Several practical strategies help when encountering name-calling in debate:

  • Name the technique. "That's a label — can you tell me what's wrong with the specific argument?"
  • Don't accept the framing. Engaging with the label on its own terms (defending yourself against the "snowflake" charge) cedes the ground. Redirect to substance: "Whether I'm sensitive or not, the question is whether the data supports the claim."
  • Ask for definition. Many political labels are so vague they collapse under mild scrutiny. "What exactly do you mean by 'socialist'?" can be genuinely illuminating.
  • Notice your own usage. Name-calling is an equal-opportunity temptation. The labels that feel most natural are usually the ones deployed by your own tribe.

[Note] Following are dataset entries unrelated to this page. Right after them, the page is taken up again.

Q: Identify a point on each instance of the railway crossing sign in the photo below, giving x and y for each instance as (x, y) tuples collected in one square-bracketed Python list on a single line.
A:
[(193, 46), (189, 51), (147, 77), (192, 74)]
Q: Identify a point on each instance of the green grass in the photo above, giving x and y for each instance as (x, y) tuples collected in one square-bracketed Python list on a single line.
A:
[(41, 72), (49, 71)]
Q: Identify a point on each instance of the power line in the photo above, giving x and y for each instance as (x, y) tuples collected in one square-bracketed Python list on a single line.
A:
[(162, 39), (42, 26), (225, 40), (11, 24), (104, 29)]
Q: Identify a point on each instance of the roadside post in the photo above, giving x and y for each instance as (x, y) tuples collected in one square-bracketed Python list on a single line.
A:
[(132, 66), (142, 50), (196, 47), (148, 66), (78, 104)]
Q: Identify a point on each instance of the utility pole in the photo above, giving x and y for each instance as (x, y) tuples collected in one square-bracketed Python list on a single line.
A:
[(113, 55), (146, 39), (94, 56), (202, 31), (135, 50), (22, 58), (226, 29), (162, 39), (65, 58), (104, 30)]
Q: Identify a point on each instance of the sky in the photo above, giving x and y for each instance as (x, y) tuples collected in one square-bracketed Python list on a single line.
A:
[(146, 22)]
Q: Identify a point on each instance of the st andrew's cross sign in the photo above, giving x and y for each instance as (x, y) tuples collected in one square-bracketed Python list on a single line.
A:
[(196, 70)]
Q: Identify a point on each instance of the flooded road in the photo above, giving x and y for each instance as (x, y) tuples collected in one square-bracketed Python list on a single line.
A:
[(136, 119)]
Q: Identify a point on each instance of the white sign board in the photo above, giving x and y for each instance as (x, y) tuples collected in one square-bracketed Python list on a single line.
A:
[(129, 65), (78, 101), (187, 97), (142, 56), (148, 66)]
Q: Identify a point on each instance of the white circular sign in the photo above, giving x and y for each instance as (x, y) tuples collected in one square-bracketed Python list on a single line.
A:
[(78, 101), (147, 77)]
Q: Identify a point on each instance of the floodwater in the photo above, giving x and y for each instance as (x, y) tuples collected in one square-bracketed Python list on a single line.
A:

Why It Works (The Cognitive Story)

Name-calling exploits several well-documented features of human cognition:

  • Categorisation: Humans automatically sort people and ideas into categories. Labels do this work instantly, activating associated schemas.
  • Affective heuristics: If a concept triggers a negative emotional response, we tend to evaluate related ideas more negatively — regardless of their merits.
  • Cognitive load: Engaging with an actual argument is effortful. Accepting a label is easy. Under conditions of information overload — i.e., most of modern life — the label wins.
  • Social signalling: Using the right label signals in-group membership and ideological reliability, which carries social rewards independent of any argumentative outcome.

Sources & Further Reading

  • Institute for Propaganda Analysis. Propaganda Analysis, Vol. 1. 1937–1942.
  • Allport, Gordon W. The Nature of Prejudice. Addison-Wesley, 1954.
  • Pratkanis, Anthony R. & Aronson, Elliot. Age of Propaganda: The Everyday Use and Abuse of Persuasion. W. H. Freeman, 1992.